Quando se pergunta quantas línguas são faladas no Brasil, as respostas costumam ser, de imediato, "apenas uma língua: a portuguesa". Às vezes são citadas as línguas estrangeiras.
Mas é preciso lembrar que vivemos num país multilíngue e pluricultural. Atualmente são faladas cerca de 200 línguas, sendo 20 estrangeiras e 180 indígenas. Ainda assim, segundo Aryon Rodrigues (1993), possuímos apenas 15% das mais de 1.175 mil línguas que se calcula terem existido aqui em 1500, faladas por mais de seis milhões de indígenas de várias etnias.
No decorrer da história brasileira, o encontro dos não-índios com os indígenas foi desumano e exterminador. A ocupação e usurpação dos espaços de sobrevivência destes, a negação de suas línguas e massacre cultural permanecem até hoje, em forma de opressão, desprestígio e preconceito. Considerados por muitos como meros animais, seres preguiçosos e selvagens, os indígenas estão deixando seus hábitos culturais e, consequentemente, de passar suas línguas para as próximas gerações.
Trata-se de fenômeno que preocupa, pois a língua é muito mais do que um instrumento de comunicação. Ela é uma visão de mundo, um comportamento social e está ligada intimamente à vida, à cultura, à identidade e à história de um povo. Portanto, a morte de qualquer língua significa a perda de uma cultura inteira.
Continuamos negando a existência de povos, culturas e línguas, o que concorre para o seu exílio em sua própria pátria.
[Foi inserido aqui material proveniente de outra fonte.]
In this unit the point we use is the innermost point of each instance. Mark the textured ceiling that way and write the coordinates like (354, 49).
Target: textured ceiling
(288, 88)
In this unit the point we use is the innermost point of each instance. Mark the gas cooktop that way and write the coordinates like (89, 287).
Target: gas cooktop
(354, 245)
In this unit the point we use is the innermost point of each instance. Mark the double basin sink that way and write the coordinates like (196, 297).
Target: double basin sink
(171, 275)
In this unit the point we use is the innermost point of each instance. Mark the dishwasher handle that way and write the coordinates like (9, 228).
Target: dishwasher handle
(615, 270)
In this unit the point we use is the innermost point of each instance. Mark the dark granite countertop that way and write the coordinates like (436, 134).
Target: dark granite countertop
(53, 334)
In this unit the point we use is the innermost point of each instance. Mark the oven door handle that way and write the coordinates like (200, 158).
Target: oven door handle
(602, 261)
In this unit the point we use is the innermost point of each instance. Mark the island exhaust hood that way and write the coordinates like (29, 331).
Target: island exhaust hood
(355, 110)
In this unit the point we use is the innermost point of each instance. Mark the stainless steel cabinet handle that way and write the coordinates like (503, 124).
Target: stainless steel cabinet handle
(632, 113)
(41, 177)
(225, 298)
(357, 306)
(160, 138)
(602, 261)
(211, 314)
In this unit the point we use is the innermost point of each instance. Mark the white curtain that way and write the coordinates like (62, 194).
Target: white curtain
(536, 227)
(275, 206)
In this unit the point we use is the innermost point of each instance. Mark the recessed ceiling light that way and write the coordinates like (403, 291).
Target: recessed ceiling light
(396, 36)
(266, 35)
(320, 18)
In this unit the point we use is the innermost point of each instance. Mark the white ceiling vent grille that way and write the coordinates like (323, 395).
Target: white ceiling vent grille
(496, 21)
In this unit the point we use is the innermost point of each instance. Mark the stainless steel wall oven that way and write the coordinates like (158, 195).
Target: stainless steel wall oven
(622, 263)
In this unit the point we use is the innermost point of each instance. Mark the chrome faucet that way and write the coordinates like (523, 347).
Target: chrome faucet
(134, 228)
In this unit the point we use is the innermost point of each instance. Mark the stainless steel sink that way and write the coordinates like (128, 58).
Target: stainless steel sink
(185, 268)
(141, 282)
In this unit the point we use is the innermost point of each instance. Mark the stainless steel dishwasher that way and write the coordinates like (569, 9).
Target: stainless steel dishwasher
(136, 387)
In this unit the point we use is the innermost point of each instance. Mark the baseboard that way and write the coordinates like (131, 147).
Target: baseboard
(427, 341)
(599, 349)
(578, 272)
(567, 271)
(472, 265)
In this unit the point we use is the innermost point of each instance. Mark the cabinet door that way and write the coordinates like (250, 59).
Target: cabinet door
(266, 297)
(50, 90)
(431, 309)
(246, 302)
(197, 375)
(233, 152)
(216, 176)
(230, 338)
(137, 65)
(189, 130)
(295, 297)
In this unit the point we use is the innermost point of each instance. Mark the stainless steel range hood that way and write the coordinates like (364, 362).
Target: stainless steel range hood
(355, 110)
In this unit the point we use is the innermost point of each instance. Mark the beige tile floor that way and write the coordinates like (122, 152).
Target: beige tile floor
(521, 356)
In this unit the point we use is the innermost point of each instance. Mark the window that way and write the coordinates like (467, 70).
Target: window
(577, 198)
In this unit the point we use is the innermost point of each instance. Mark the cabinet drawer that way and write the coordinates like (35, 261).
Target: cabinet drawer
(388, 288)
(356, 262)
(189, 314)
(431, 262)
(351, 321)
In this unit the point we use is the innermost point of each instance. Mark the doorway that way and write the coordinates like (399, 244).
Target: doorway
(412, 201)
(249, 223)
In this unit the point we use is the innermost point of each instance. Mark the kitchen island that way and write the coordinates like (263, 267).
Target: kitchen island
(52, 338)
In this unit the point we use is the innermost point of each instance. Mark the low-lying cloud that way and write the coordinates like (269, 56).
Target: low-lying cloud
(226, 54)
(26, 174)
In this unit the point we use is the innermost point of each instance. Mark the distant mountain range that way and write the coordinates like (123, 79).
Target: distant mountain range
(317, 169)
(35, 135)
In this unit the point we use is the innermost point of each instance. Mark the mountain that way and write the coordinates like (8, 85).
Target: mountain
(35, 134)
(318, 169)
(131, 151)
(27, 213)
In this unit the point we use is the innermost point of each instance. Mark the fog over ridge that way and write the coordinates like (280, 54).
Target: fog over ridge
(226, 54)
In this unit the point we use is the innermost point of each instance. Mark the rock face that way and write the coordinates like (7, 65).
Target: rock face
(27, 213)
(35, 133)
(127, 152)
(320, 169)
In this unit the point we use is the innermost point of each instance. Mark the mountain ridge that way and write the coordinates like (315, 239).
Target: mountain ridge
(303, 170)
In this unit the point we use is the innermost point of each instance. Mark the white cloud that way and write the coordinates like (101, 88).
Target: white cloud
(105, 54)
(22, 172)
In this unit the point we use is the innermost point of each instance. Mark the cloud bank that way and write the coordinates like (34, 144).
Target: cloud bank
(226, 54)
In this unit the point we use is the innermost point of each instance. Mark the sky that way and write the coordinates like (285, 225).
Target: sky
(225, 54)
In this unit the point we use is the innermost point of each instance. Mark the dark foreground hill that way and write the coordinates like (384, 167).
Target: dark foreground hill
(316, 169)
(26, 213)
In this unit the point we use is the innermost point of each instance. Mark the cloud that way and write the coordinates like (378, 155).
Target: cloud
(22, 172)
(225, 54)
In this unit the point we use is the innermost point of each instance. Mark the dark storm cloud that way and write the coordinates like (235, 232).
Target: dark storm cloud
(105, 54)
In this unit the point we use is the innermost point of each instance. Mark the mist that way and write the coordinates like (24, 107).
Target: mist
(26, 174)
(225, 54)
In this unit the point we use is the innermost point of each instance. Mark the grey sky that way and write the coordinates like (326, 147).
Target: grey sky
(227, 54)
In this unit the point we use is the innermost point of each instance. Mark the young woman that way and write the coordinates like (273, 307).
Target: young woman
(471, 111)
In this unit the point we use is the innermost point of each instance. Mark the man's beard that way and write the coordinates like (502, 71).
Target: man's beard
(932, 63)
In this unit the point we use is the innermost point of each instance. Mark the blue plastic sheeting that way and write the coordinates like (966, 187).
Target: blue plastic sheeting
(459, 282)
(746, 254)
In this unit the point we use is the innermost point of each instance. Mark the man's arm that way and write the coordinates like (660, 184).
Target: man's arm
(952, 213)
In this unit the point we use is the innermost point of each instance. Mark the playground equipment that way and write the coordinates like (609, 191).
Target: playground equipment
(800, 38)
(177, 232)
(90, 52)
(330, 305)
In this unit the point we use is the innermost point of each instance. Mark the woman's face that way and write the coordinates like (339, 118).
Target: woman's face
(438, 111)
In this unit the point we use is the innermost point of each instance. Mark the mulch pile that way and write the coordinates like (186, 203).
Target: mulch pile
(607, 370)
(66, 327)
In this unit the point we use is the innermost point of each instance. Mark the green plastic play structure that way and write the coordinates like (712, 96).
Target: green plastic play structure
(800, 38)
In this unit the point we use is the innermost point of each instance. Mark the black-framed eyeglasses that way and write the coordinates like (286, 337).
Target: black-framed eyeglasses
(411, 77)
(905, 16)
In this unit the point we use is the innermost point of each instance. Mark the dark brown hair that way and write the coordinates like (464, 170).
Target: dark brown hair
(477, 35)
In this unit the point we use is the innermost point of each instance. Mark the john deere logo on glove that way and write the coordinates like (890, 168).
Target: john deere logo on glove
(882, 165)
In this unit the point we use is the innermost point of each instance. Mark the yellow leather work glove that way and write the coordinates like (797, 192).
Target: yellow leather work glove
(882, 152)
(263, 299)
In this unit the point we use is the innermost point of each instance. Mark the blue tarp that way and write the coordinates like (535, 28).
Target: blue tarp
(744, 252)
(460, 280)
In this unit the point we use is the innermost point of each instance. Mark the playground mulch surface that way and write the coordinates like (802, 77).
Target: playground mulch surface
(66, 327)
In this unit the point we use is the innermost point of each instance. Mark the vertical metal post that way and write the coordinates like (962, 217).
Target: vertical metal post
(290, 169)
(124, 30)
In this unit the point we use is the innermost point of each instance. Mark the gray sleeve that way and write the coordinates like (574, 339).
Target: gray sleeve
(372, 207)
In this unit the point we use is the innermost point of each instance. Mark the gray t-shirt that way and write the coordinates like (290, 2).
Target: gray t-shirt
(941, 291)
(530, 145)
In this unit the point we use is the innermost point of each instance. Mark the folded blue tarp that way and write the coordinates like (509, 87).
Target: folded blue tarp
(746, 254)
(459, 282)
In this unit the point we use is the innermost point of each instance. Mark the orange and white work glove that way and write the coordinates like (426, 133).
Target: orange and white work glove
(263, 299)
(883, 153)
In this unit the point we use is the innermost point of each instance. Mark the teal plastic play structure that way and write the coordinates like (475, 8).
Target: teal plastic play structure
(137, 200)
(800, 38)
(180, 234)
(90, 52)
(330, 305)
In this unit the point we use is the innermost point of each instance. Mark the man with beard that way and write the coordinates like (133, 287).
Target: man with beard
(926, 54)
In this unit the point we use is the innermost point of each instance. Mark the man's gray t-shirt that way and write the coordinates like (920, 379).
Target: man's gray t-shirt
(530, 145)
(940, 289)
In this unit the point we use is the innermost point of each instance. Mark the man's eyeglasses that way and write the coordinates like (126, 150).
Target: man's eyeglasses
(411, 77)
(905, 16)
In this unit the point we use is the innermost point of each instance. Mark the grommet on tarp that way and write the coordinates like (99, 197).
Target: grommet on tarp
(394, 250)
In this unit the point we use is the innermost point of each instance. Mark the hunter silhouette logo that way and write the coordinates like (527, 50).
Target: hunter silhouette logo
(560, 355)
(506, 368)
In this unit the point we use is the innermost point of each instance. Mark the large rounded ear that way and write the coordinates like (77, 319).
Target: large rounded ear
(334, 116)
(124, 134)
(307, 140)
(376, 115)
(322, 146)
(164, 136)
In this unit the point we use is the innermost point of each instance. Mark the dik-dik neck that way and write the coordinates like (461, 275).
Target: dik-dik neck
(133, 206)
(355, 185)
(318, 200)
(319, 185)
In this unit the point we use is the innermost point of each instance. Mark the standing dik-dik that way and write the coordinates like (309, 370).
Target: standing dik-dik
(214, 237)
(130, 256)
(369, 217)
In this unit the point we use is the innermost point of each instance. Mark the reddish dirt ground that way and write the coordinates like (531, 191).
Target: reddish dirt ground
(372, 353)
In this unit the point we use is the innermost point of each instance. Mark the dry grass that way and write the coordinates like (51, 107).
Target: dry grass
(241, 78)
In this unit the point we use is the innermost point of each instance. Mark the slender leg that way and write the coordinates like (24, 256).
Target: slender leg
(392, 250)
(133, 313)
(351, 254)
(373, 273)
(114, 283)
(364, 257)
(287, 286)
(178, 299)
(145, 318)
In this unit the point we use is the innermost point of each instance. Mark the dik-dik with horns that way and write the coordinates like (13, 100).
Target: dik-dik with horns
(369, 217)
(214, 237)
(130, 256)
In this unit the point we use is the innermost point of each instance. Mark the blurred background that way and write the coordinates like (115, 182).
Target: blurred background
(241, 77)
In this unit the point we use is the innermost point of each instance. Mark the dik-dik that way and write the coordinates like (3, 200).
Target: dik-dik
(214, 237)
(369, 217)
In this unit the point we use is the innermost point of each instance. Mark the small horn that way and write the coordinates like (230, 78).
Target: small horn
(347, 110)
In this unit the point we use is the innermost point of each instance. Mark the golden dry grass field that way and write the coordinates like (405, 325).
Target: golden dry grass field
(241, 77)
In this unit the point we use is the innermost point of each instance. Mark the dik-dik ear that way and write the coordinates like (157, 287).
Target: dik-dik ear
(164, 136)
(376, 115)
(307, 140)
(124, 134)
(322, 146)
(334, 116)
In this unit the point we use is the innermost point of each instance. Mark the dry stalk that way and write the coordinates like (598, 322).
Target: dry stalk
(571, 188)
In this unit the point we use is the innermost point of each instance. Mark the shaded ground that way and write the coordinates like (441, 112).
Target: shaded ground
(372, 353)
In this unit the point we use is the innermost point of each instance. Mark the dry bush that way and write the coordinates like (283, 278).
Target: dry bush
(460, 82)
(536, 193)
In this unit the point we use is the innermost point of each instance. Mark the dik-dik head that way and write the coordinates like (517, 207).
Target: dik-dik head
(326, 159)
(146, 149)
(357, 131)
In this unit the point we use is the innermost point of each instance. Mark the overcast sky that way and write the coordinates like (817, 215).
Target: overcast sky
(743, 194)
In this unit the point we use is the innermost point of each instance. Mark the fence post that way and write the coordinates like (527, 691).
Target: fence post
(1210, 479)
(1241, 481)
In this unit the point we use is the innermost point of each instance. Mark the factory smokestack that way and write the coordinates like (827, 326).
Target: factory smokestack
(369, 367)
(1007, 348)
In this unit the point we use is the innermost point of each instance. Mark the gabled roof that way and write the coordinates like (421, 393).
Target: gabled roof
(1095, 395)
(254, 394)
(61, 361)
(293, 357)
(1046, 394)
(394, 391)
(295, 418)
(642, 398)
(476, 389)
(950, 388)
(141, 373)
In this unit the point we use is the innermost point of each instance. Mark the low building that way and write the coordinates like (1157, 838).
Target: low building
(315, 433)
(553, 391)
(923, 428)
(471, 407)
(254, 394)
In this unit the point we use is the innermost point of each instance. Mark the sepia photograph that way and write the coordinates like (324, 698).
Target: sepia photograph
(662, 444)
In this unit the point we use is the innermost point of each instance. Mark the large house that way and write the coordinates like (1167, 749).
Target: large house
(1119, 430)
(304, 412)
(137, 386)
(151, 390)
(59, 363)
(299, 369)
E nós não somos capazes de repensar o nosso discurso e a nossa prática, pois culturas e línguas continuam desaparecendo pelos mesmos motivos quando do período de colonização do país.
Diante da forma como a sociedade se apresenta, resposta como a citada no início deste texto pode ser considerada até normal. Mas se trata de mais uma injustiça social, entre tantas, no que diz respeito aos povos indígenas, cometidas por uma grande maioria de não-índios. Mostra o descaso e o menosprezo pela língua falada por eles, o que os leva a permanecerem como personagens diferenciadas e/ou distantes no espaço, diante do mito de um país monolíngüe.
Toda língua é adequada ao povo que a utiliza; é um sistema completo que permite a uma comunidade exprimir o mundo físico e simbólico em que vive. Não existem sistemas gramaticais imperfeitos. Seria um contra-senso imaginar seres humanos com uma "meia-língua". Não existem línguas superiores e línguas inferiores, o que há é o desconhecimento do que seja uma língua. Na realidade, o que a sociedade faz é relacionar o valor de uma língua com o poder e a autoridade que o povo que a fala tem nas relações econômicas e sociais.
Precisamos rever, portanto, como se dá a nossa interação com os povos indígenas, pois esse contato é um fator relevante na constituição e sobrevivência física, lingüística e cultural dessa gente, que deveria ser vista com mais atenção e respeito, pois uma sociedade que se diz democrática teria de ver com os mesmos olhos todos os filhos seus. Quando compreendermos que todo ser humano tem direito à vida digna com a garantia dos seus direitos, conseguiremos rever as negações e apagamentos da diversidade cultural e lingüística do Brasil.
Qual é o nosso posicionamento diante disso? Continuaremos negando povos, línguas? As línguas indígenas estão sendo apagadas e com elas leituras de mundo e culturas vão se esvaindo. Isso é terrivelmente doloroso, porque o mundo vai ficando menos colorido, menos diversificado, mais triste e homogêneo.
Ema Marta Dunck Cintra, Coordenação de Ensino Médio da Secretaria de Educação de Mato Grosso.